Ниже подчёркнуты вставки и искажения переводчика, для наглядности дан буквальный перевод: 




> Не используй данного тебе Богом тела для убийства Божьих созданий — ни людей, ни зверей, ни каких-либо других существ («Яджур Веда», 12.32).


И 12.32, и соседние стихи обращены к Агни: pred ange jyotiSmAn yAhi zivebhir arcibhiS tvam 
bRhadbhir bhAnubhir bhAsan mA hiMsIs tanvA prajАH 
Вперёд, о Агни светоносный, ты выступай благими полыханиями. 
Великими лучами светящий, не вреди [своим] телом потомкам.




> Лишь те благородные души, что усердны в медитации и других науках йоги, что оберегают всех животных и заботятся обо всех существах, лишь они ответственно относятся к духовному совершенствованию («Атхарва Веда», 19.48.5).


Гимн 19.48 обращен не к "благородным душам", а к Ночи. Похоже, переводчик увидел знакомое слово "атма" и решил добавить всё, что у него с этим ассоциируется, а слово "ночь" убрать. ye rAtrim anutiSThanti ye ca bhUteSu jAgrati
pazUn ye sarvAn rakSanti te na Atmasu jAgratu te naH pazuSu jAgratu 
Те, что всю ночь стоят, что за существами бдят
Что скот весь защищают, те за нами самими пусть бдят, за нашим скотом пусть бдят.

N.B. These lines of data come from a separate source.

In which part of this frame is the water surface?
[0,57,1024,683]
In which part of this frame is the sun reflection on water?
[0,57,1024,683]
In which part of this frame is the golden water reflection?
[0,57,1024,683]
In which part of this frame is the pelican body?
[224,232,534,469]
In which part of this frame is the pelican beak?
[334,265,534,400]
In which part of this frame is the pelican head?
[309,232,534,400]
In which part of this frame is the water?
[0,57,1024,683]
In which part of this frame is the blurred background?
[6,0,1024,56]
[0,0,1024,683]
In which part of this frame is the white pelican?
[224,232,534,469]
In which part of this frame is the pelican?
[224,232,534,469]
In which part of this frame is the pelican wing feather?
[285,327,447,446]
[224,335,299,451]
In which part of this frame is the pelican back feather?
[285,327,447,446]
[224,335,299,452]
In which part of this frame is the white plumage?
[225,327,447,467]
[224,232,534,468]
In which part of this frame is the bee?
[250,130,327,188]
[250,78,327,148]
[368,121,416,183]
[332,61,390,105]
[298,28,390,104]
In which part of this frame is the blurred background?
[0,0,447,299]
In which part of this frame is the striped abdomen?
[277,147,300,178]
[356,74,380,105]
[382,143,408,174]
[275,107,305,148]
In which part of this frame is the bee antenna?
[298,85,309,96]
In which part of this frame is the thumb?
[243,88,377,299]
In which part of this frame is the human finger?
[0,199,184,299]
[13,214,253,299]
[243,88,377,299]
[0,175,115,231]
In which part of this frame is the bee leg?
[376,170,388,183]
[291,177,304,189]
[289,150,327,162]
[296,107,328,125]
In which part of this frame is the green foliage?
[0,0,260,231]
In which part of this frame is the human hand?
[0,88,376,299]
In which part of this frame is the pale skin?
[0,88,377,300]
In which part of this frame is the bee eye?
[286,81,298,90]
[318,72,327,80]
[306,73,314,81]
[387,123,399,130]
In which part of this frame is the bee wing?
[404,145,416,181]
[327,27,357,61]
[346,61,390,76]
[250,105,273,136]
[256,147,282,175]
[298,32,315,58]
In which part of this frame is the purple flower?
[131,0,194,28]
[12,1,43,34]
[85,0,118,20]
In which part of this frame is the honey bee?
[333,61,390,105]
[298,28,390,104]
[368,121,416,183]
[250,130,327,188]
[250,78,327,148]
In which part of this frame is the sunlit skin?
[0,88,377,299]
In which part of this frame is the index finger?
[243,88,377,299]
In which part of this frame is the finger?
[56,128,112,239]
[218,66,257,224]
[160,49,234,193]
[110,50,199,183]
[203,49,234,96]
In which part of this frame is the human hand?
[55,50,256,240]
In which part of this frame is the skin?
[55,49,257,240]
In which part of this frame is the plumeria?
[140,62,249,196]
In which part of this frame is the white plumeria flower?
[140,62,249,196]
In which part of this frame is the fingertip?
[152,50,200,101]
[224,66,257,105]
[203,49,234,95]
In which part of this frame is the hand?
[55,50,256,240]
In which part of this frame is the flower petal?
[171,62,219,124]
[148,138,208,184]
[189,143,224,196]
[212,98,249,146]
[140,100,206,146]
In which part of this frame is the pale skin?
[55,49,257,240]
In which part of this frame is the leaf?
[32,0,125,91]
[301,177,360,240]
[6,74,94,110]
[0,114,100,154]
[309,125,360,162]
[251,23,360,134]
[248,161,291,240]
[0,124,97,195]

> "Тому, кто вкушает плоти человека, лошади или другого животного и, убивая коров, лишает людей молока, о царь, если такого демона нельзя образумить другими мерами, ты должен, не дрогнув, отрубить  ему голову" («Риг Веда», 10.87.16).


В оригинале стих обращён не к "царю", а к Агни: Какой колдун умащается кровавой человечиной,
Какой кониной, какой говядиной,
Кто отбирает молоко у коровы, о Агни,
Размозжи тем головы (своим) жаром!




> Закон Ману (Ману самхита) гл.5


забыли привести последний стих, завершающий тему мяса:5.56. Нет греха в употреблении мяса, спиртных напитков и в плотских удовольствиях — таков образ жизни живых существ; но воздержание [от всего этого приносит] большую награду.

----------


## Руслан

> Ниже подчёркнуты вставки и искажения переводчика, для наглядности дан буквальный перевод: 
> 
> И 12.32, и соседние стихи обращены к Агни: pred ange jyotiSmAn yAhi zivebhir arcibhiS tvam 
> bRhadbhir bhAnubhir bhAsan mA hiMsIs tanvA prajАH 
> Вперёд, о Агни светоносный, ты выступай благими полыханиями. 
> Великими лучами светящий, не вреди [своим] телом потомкам.
> 
> 
> Гимн 19.48 обращен не к "благородным душам", а к Ночи. Похоже, переводчик увидел знакомое слово "атма" и решил добавить всё, что у него с этим ассоциируется, а слово "ночь" убрать. ye rAtrim anutiSThanti ye ca bhUteSu jAgrati
> ...


С чего это вы взяли, что академические ваши переводы- это ОРИГИНАЛ, буквальный перевод, а  вы сами не искажения переводчика цитируете? Вы чтоли на санскрите привели шлоки?)))) И что они у вас правильные, а переводы Роузена - не правильные?? 

12.32- вы уверены, что тот стих процитировали?

На счет Ману самхиты, что же вы в отношении Греха сами  остальные стихи 5 главы так же не привели?

Ману самхита 
*5.34 Посмертный грех убивающего животное ради добычи * не так велик, как [грех] вкушающего мясо из прихоти.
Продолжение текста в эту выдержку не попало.